After-Action Review serves as a learning platform for Namibia

Niël Terblanché

In a significant step towards strengthening its public health response mechanisms, Namibia recently conducted an After-Action Review (AAR) in collaboration with the World Health Organization (WHO) to assess its response to the Crimean Congo Haemorrhagic (CCHF) outbreak that occurred earlier this year.

The AAR brought together various stakeholders in Windhoek to document the activities undertaken during the CCHF outbreak and evaluate Namibia’s preparedness and response capacity.

The CCHF outbreak was first confirmed in the Gobabis District of the Omaheke Region on May 21, 2023, following the unfortunate death of an individual confirmed to have CCHF just three days earlier.

Subsequently, the Minister of Health and Social Services, Dr. Kalumbi Shangula, officially declared the outbreak on May 22, 2023. Despite there being only one confirmed case during the outbreak, it met the criteria for an outbreak according to the National Integrated Disease Surveillance and Response (IDSR) 3rd Edition Technical Guidelines.

During the outbreak, fifty-six contacts were identified and monitored, and fortunately, no infections were recorded among them. As a result, Dr. Shangula declared an end to the CCHF outbreak on June 19, 2023. The AAR was conducted as part of the International Health Regulations (IHR 2005) Monitoring and Evaluation framework, recommended to be carried out within three months after the conclusion of a public health response.

The AAR methodology brought together fifty-eight participants from various sectors, including national and regional health directorates, public health facilities, private facilities, and health partners such as the WHO country office, Namibia Red Cross Society, Namibia Institute of Pathology, City of Windhoek, Namibia Field Epidemiology and Laboratory Programme, Robert Koch Institute, Farmers Union, and Ministry of Agriculture, Water and Land Reform.

Participants were divided into groups focusing on different aspects of the CCHF outbreak response, such as coordination, surveillance, case management, infection and prevention control, risk communication and community engagement, laboratory, psychosocial support, and safe dignified burial.

The AAR involved a thorough review of preparedness and response activities before and during the outbreak, with participants answering critical questions aimed at identifying gaps, lessons learned, and best practices. Notable best practices included the timely activation of management committees, a one-health approach to limit the outbreak’s spread between humans and animals, the use of real-time communication platforms to implement resolutions, and strong collaboration with partners and stakeholders to mobilize resources.

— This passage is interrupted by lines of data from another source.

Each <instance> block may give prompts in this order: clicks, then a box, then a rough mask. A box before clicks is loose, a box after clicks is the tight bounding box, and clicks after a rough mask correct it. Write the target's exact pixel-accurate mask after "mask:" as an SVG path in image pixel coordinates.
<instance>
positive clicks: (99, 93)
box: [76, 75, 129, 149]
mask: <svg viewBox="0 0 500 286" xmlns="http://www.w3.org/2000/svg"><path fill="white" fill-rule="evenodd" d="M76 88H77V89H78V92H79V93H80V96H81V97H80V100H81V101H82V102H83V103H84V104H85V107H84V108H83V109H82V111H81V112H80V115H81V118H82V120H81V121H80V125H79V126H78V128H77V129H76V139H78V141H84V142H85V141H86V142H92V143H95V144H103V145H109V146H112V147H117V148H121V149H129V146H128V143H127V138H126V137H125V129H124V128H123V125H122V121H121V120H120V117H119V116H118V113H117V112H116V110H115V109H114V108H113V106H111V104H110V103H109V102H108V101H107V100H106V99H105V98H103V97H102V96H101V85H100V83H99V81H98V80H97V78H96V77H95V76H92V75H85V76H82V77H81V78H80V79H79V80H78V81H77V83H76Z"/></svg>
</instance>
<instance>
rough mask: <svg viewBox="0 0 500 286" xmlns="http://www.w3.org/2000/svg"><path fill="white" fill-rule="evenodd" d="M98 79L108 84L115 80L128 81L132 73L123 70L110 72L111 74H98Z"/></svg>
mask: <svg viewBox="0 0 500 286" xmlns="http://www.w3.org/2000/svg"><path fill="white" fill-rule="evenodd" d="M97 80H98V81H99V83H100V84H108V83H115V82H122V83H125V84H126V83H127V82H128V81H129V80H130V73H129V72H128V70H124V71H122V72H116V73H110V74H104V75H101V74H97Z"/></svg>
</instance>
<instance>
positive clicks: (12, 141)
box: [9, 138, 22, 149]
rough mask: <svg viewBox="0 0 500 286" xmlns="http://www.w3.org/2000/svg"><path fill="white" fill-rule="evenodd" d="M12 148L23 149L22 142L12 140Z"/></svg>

The AAR concluded with the development of a comprehensive action plan to implement corrective actions, enhance preparedness, and improve future responses to CCHF and other emergencies. The action plan outlines prioritized activities, a timeline for implementation, and a follow-up mechanism.

Participants emphasized the importance of considering the AAR as a learning opportunity and capacity-building exercise, emphasizing the need to implement corrective actions for future public health events. They also stressed the significance of community engagement during outbreak responses.

The World Health Organization (WHO) will support Namibia’s Ministry of Health and Social Services in developing the corrective action plan based on the identified gaps and will finalize the AAR report.

This is the third time Namibia has conducted an after-action review for CCHF outbreaks, but notably, it is the first time the country has done so with minimal external support from WHO AFRO.

The greater independence emphasized the growing capacity within Namibia to conduct AARs independently.